Key things to consider when you remortgage
The mortgage market in the UK can be confusing, especially when it is time to remortgage. As part of a study published in March 2019, the FCA reported that 30% of consumers could have found cheaper mortgage deals and were on average paying £550 pounds more than they should. To help you become more informed about the process, here are 8 things to consider next time your looking to switch mortgage deals.
1. Mortgage deal type – you will need to decide whether you would like a repayment mortgage or an interest only product. For repayment mortgages you pay off the capital and interest, whilst on an interest only mortgage you don’t pay off any of the original loan. In addition, there are different mortgage types e.g. fixed, tracker, discount, offset, flexible mortgages etc. that are available to you.
2. Length of the deal period – consider how long you want to be tied to your mortgage deal for. With longer term deals, a lot can change in terms of your personal circumstances, your financial goals and the deals that are available in the market. If you are tied for too long and you decide you want to leave, then you will be charged a penalty to get out of the deal.
3. Moving home – if you are planning to move home in the next few years, then it may make sense for you to get a mortgage that allows you to easily port your mortgage to your new property without having to pay fees.
4. Increase your deposit – the more equity you have in your home, the better deals you are likely to have access to if you drop below the lenders LTV thresholds. When you are remortgaging, it is a good time to consider whether you want to increase your deposit to help improve your LTV and benefit from having to pay less interest on the loan.
5. Early repayment charges – be aware of any early repayment charges that you may be required to pay as a result of switching your mortgage. If you are unsure, you can find out by asking your lender, checking your mortgage offer document or looking online.
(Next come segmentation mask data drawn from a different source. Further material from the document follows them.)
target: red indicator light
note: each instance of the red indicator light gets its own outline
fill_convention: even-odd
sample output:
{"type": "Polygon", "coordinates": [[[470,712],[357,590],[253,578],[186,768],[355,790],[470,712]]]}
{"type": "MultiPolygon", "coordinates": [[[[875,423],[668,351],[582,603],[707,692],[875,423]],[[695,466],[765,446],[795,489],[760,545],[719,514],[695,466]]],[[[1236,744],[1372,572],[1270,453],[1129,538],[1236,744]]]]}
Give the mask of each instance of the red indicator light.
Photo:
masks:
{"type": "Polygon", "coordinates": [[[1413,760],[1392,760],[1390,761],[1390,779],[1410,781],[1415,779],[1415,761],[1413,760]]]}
6. Fees – there are a number of fees you can be subject to when remortgaging, either enforced by the lender itself or by a mortgage broker should you decide to use an intermediary.
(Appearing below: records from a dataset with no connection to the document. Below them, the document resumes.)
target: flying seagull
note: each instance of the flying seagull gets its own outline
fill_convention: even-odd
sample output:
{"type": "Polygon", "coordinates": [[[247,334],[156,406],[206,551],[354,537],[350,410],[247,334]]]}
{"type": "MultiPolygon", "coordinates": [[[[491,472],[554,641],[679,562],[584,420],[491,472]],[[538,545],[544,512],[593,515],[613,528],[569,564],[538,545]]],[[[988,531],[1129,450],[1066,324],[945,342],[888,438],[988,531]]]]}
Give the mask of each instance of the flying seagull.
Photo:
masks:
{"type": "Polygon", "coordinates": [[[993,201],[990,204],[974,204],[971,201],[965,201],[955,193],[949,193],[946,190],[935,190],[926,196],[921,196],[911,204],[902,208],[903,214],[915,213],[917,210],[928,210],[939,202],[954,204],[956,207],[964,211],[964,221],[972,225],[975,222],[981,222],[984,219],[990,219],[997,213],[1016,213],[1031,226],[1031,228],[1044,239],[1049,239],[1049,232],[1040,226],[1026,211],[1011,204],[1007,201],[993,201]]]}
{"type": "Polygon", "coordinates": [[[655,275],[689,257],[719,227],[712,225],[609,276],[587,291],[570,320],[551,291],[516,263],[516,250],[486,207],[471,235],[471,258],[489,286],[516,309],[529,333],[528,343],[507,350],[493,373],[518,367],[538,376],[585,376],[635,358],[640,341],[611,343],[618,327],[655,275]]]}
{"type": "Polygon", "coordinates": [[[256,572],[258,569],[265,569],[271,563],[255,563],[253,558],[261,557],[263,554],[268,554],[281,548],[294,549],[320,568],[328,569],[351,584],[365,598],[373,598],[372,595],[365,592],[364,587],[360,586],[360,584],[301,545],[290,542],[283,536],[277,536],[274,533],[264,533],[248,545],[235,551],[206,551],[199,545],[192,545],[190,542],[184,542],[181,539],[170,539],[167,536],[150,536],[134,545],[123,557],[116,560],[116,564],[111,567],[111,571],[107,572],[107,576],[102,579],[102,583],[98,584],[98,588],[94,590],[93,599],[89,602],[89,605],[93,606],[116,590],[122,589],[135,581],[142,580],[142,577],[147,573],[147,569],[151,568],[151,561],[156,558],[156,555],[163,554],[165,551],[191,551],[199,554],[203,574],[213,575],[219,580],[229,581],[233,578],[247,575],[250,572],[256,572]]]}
If you use a mortgage broker, there are plenty of advisors in the market who will provide you with free advice, as they get paid a commission by the lender for arranging the mortgage.
Lenders tend to have arrangement fees, to be able to get on a new product. So whilst you may have a product with a lower interest rate, once you take into consideration the fees, you might be better off selecting another deal or sticking to your existing product. Other fees you could be subject to include valuation and legal fees. Again, there are products that come without fees, so do take this into consideration when selecting your product. Your lender may also charge an exit fee to cover administration costs of closing your mortgage account.
7. Loan amount – you can decide whether you want to borrow the same amount, more or less when you’re remortgaging. You may want to borrow more for debt consolidation or home improvements. You may decide to borrow less if you want to save money by paying off your mortgage more quickly. If your mortgage is £50,000 or less, it may not make sense to switch lenders as savings might not outweigh the fees. Some lenders will not take on mortgages below £25,000.
8. Credit rating – lenders run credit checks to make sure you can afford the mortgage. If you have recently missed a payment on your credit card, mortgage, utility or mobile phone bill, it may make it more difficult for you to switch to a better deal.